100 Jahre ZDK: Ein starker Verband
Nur wenige Monate nach Verkündigung der Verkehrsvorschriften für Kraftfahrzeuge durch „Wilhelm, von Gottes Gnaden Deutscher Kaiser“, mit der die Führerscheinpflicht eingeführt worden
Nur wenige Monate nach Verkündigung der Verkehrsvorschriften für Kraftfahrzeuge durch „Wilhelm, von Gottes Gnaden Deutscher Kaiser“, mit der die Führerscheinpflicht eingeführt worden war, erfolgte bereits die Gründung der Keimzelle des heutigen ZDK. 24 Autohändler konstituierten am 17. November 1909 in Köln den „Automobilhändlerverband für Rheinland und Westfalen“.
Im Januar 1910 trat der Verein Deutscher Motorfahrzeuge-Industrie als unterstützendes Mitglied bei, im Februar 1910 erfolgte mit der Gründung des Deutschen Automobilhändlerverbandes (DAHV) in Berlin die Ausdehnung auf das gesamte damalige Reichsgebiet. Der erste belegte Zusammenschluss von Kfz-Reparaturwerkstätten erfolgte 1918 mit der Interessengemeinschaft Groß-Berliner Autoreparaturwerkstätten e.V.
Die circa 60 Mitglieder wählten Friedrich Stupp zu ihrem Vorsitzenden.
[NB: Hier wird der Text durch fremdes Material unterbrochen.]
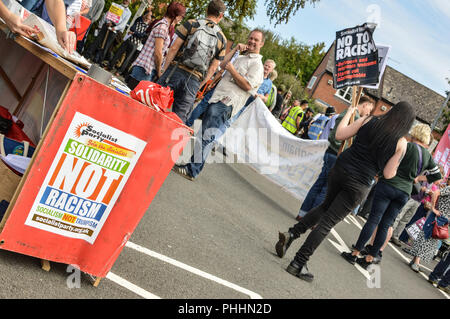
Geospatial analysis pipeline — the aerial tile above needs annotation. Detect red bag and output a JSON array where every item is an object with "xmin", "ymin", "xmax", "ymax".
[
  {"xmin": 0, "ymin": 105, "xmax": 36, "ymax": 147},
  {"xmin": 130, "ymin": 81, "xmax": 173, "ymax": 113},
  {"xmin": 431, "ymin": 221, "xmax": 448, "ymax": 239},
  {"xmin": 69, "ymin": 15, "xmax": 91, "ymax": 41}
]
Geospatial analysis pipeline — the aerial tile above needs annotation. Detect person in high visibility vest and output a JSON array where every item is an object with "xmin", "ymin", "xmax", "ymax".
[{"xmin": 281, "ymin": 100, "xmax": 308, "ymax": 135}]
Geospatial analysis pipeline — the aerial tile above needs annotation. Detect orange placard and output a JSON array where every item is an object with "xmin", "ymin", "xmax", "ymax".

Im gleichen Jahr kam es zur Gründung der ersten deutschen Innungen des Kfz-Handwerks in Dresden und Berlin, 1921 folgte Gießen. Aber erst 1934 wurde das Kfz-Reparaturgewerbe als selbstständiges Handwerk anerkannt.
Entwicklung im Zeichen deutscher Geschichte
Nach dem fast völligen Erliegen des privaten Autohandels im 1. Weltkrieg arbeitete der DAHV an der neuen Automobilgesetzgebung maßgeblich mit. Fachgruppen für Kfz-Handel und Kfz-Einfuhrhandel, Kraftradhandel, Kfz-Reparaturwerkstätten, Zubehörhandel, Reifenhandel und -reparatur sowie Kraftfahrschulen werden gebildet. Der Verband bemühte sich auch um einheitliche Verträge der Händler mit den Fahrzeugherstellern, Dies lehnten Letztere jedoch ab.
„Gleichschaltung“ Mit der Anerkennung der Kfz-Reparatur als Handwerk wurden Handel und Handwerk wieder getrennt, 1935 entsteht der Reichsinnungsverband des Kfz-Handwerks. Er umfasste 205 Innungen. 1937 werden einheitliche Prüfungsanforderungen für Meister des Kfz-Handwerks erlassen, 1938 die fachlichen Vorschriften zur Regelung des Lehrlingswesens.
Zur gleichen Zeit erfolgt die „Gleichschaltung“ aller wirtschaftlichen und gesellschaftlichen Vereinigungen durch die nationalsozialistische Diktatur. Ebenso wie im anschließenden 2. Weltkrieg ist damit die Verbandstätigkeit auf verwaltende Aufgaben im Rahmen der wirtschaftspolitischen Ziele der Reichsregierung beschränkt. Während eigenständige Verbände nach der Etablierung der kommunistischen, zentralen Staatswirtschaft in der sowjetisch besetzten Zone und späteren DDR weiterhin wenig Spielraum erhalten, bildet sich mit der Währungsreform in den westlichen Besatzungszonen ein marktwirtschaftliches System heraus.